Some myths die hard and the legendary rowdy behavior of the local sports fan is one of them. I will resist beating that dead horse again.
On the other hand, the lack of championship trophies and parades on Broad Street are a matter of public record. Regrettably, it doesn’t appear the totals will increase in the near future.
The Eagles, so close a mere year and a half ago, are now a mediocre team as their 4-3 record attests. Their weaknesses are numerous on both sides of the ball and, more critically, on the sidelines themselves. Coach Andy Reid, a good judge of talent before the games begin, is a rotten administrator when it comes to play-calling and time management. It isn’t as though the final minutes of either half sneak up on Andy; he just doesn’t seem to know what to do when they arrive. Presumably, he runs his charges through two minute drills; the question is, who runs Andy through his? Maybe he should take a cue from the Phillies and hire more ex-head coaches for his staff. Suffice it to say the love affair with Andy is all but over in this town. You know that to be the case when the press, bloggers, cab drivers and hotel doormen all mimic his “This one’s on me” post-game mea-culpas.

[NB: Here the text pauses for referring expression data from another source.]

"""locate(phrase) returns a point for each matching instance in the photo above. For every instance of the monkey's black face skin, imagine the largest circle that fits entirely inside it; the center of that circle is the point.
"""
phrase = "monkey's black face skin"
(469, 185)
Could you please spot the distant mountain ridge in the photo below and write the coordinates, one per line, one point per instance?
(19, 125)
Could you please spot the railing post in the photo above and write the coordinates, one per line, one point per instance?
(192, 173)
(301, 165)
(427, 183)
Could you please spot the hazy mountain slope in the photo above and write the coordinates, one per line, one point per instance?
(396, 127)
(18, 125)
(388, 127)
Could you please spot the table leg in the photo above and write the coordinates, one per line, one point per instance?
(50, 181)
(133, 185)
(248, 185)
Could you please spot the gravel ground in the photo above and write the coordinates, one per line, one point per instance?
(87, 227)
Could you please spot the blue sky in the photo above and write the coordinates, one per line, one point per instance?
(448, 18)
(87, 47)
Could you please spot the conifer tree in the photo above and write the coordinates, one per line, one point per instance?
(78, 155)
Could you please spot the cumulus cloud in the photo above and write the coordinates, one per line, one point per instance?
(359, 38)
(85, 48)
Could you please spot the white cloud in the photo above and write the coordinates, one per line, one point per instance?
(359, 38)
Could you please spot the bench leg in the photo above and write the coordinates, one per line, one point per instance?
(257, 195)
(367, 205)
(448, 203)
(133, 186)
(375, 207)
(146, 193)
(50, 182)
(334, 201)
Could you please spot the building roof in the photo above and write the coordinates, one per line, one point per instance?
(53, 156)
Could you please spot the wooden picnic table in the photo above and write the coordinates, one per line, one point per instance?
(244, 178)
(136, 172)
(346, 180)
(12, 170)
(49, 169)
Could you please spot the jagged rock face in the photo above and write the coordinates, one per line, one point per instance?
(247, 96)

Meanwhile, across the street things are even worse if that can be imagined.
The Flyers may be the only organization since the Arizona Diamondbacks hired and fired Wally Bachman within forty-eight hours to give a three-year contract extension to their coach only to fire him a few weeks later. I guess owner Ed Snider knows he is on the hook for that one.
Snider wasn’t done with that dismissal, however. The bigger one was his acceptance of GM Bob Clarke’s “resignation” a face-saving affair for both parties. Clarke admitted to being burned out, but the sad truth is that he just couldn’t adjust to the changes taking place in hockey. A lot of folks believe Clarkie couldn’t let go of the bruiser mentality that marked the Flyers when he was a player, and that was his undoing. Unlike his counterpart across the street, however, Clarke was not a particularly astute judge of talent, especially if that talent was born in Eastern Europe or the former Soviet Union. That change in hockey has been going on for a long time, but Clarke was slow to catch on and would probably still like to stick to drafting and acquiring only players with Canadian or US passports.
Clark also had a penchant for acquiring players who had great records against the Flyers, a factor that should have weighed lightly in trying to build a winner. Clarke was also known to trade away players, regret the decision, and try and reacquire them (which he did more a few times if memory serves). That kind of second-guessing has no place at the top of an organization.
Snider could never forget the young Bobby Clarke, who helped bring the neophyte owner of a then-new franchise not one but two championships and parades in successive years in the mid ‘70’s. (Without those titles Philadelphia might have been number one in the poll under consideration.) That debt had been paid many times over by the time the account was finally closed last week.
The prospects for the other occupants of the Wachovia Center are equally dim as the Sixers prepare for another season under another local hero, Mo Cheeks. Poor Mo. He means well and is probably a competent coach, but it is hard to tell when he simply doesn’t have the talent to work with. Not only is he saddled with an aging veteran forward with lousy knees and a crappy attitude in general, he had to stand by all summer and endure rumors that his other marquee player and the face of the franchise for what seems to be forever, was going to be traded at any minute. Did the Sixers try to trade Allen Iverson and find no takers or did they simply believe no one was willing to offer enough in return? The guess here is that they realized for better or for worse that Iverson was the only draw this team still possessed. Did the Sixers believe fans would turn out to see Samuel Dalembert lope up and down the court or the aforementioned veteran with lousy knees show up for fan appreciation night in civvies?
The other burden Cheeks must carry, though no one would necessarily put it this way, is his General Manager, Billy King. For my money King holds the distinction among GM’s in this town of being the worst judge of talent and least capable horse trader of them all. Even had Ed Wade remained in town, King would hold that distinction, no mean feat.
Finally, of course, we have the Phillies. Brace yourselves, sports fans, because the Phillies may just be the best hope to break the long string of local failures. I am not predicting they will win it all next season, but with a few crucial pickups they should finally make it into the post-season, an achievement that only an online betting site would fail to count as a major triumph!